一是核心领导班子还是要三结合;二是要缩小存在感,先抓主要矛盾搞个一轻局,次要矛盾二轻局先放放。
每回为了她自己的一亩三分地也算是在九曲桥上散步了,都是弯路。
可她要是再不搞鬼,这“散、乱、断”的现状迟早会蔓延到出口车间,那她白折腾四年了。
就怕到时候翁、曹两位领导愿意出手保创汇都来不及了。
况且这里面涉及几万职工的饭碗,这年头的老百姓有哪个是没有苦衷的?
见褚顺峰若有所思的样子,夏宝珠没再添柴,火候差不多够了,轻工厂面临的问题是最严峻的,他只能自救。
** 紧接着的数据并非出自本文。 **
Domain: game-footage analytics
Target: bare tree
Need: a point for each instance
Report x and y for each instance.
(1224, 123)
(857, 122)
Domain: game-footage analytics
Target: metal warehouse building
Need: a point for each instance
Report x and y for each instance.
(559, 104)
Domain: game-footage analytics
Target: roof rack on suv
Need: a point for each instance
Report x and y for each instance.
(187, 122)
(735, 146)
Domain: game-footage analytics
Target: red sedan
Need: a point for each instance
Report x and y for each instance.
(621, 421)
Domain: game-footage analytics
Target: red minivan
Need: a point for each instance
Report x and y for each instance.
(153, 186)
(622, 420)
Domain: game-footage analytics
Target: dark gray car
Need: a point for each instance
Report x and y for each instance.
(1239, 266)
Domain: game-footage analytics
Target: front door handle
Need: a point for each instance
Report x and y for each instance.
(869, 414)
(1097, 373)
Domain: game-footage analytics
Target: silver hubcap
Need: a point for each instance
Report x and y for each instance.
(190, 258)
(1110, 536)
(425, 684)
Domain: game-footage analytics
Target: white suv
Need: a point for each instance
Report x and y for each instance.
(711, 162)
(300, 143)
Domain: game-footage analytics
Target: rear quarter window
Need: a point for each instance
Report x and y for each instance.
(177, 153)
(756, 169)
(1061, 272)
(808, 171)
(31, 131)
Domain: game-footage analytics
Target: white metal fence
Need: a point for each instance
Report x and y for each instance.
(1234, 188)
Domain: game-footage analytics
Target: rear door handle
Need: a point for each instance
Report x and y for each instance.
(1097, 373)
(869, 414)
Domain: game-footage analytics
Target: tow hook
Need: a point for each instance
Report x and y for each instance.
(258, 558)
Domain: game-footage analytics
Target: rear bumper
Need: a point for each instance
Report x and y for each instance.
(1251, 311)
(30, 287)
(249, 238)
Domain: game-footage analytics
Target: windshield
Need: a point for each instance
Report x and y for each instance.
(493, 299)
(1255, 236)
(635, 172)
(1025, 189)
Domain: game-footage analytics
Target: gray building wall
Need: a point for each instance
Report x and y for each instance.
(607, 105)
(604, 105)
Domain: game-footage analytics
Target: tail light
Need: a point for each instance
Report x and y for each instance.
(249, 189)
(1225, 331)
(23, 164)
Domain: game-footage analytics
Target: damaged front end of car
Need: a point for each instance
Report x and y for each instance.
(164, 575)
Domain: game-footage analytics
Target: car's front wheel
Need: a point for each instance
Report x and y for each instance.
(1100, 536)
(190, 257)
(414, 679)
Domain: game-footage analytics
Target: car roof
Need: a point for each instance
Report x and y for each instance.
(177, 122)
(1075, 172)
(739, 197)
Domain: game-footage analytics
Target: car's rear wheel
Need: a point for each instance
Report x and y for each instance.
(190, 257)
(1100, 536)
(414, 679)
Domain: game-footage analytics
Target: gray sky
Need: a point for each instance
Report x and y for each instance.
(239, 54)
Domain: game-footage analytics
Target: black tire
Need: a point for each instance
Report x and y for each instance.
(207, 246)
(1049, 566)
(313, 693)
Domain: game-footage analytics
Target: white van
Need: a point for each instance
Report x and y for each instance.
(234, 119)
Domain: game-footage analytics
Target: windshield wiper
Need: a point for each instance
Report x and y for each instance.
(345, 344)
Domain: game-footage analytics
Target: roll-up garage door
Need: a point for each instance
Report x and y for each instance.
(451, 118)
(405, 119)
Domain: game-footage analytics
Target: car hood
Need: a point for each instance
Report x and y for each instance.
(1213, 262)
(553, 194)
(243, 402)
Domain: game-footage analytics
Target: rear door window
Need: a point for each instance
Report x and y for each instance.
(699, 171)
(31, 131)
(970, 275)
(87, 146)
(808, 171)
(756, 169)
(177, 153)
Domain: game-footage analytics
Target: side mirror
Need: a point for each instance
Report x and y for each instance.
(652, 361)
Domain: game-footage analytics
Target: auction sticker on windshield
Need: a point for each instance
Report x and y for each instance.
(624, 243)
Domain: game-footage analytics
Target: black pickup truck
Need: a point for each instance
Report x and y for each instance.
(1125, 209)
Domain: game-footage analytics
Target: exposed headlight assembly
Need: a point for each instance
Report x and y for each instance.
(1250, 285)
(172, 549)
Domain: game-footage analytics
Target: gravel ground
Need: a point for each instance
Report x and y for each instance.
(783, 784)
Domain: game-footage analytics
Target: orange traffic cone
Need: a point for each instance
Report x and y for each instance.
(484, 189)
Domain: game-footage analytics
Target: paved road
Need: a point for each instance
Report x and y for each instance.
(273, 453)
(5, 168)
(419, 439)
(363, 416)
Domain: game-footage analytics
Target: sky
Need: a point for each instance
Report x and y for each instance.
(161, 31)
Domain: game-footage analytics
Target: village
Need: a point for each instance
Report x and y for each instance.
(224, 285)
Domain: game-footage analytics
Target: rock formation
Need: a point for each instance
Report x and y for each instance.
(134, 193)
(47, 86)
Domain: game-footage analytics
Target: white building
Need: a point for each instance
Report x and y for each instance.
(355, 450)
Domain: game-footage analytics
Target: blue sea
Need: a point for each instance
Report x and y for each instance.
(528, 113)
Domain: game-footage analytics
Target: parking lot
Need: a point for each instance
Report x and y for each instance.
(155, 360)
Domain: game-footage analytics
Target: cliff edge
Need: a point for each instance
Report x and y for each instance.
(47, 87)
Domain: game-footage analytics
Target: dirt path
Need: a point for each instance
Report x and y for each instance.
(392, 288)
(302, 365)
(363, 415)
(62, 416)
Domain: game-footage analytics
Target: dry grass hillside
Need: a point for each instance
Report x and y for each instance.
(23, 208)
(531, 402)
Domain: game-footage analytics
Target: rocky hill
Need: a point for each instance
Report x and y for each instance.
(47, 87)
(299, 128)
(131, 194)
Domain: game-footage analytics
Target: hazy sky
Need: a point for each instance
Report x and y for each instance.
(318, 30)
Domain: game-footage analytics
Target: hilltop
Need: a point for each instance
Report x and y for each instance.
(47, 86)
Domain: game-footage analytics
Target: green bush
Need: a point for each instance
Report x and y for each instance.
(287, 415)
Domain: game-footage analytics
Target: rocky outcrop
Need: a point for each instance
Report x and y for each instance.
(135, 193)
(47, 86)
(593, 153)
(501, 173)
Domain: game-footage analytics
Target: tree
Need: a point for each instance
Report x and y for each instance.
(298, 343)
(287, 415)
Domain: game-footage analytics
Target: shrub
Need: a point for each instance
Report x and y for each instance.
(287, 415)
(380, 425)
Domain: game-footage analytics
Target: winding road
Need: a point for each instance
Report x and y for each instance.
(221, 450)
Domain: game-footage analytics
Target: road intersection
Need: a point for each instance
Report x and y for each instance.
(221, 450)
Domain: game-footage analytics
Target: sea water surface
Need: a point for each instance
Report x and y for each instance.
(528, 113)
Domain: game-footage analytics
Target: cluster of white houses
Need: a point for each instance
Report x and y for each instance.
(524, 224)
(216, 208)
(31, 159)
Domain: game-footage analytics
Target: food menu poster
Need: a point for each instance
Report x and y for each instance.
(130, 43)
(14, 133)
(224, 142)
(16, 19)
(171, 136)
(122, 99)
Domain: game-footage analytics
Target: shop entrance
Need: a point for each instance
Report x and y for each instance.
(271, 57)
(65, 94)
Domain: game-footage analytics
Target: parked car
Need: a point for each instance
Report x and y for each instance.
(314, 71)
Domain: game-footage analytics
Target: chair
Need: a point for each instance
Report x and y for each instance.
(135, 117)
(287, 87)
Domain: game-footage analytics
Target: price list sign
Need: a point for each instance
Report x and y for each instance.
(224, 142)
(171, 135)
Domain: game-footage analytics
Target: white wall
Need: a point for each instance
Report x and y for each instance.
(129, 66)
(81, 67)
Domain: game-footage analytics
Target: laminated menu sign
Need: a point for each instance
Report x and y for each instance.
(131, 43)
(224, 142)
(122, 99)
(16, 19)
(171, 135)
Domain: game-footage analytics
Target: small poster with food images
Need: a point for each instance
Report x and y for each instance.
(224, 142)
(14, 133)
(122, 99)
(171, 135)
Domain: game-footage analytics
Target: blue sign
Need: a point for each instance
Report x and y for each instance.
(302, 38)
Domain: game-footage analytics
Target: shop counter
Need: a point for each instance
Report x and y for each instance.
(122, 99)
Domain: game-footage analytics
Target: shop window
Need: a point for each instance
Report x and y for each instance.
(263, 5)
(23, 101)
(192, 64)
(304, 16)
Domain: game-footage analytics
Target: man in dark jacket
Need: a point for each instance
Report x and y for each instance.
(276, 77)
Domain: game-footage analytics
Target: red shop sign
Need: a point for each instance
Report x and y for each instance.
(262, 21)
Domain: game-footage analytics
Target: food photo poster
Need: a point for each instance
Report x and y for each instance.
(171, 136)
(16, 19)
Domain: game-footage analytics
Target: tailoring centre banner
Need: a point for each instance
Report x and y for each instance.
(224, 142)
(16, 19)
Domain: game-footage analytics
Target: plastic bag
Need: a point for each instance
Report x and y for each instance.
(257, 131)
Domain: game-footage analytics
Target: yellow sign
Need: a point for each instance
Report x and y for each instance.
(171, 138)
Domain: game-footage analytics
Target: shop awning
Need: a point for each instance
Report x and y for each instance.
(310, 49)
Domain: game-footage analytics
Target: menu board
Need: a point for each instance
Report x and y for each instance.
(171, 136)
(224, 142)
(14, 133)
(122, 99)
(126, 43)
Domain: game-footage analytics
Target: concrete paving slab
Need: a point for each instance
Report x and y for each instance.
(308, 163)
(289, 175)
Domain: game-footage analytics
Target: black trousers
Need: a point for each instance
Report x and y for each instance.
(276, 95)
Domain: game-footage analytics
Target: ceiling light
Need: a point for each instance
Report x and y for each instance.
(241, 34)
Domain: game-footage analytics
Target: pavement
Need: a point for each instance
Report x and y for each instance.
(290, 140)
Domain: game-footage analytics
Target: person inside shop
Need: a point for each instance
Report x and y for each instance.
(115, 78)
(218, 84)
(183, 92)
然而她低估了褚组长的谨慎,这老褚一直苟到了四月初都没吭声,被工人堵了好几回,虽说没再发生流血事件,但回回当出气筒被喷够呛。
次数多了夏宝珠就反应过来了,老同志的生存智慧妙啊。
他受了这么多气再提一轻局的话,哪怕是领导不同意,也不好再怪罪他。
临近春交会,夏宝珠没时间观察老褚同志漫长的苦肉计了。
去年美元与黄金脱钩导致布雷顿森林体系崩溃,西方世界进入长达十年的滞胀危机。
她等的时机也差不多到了。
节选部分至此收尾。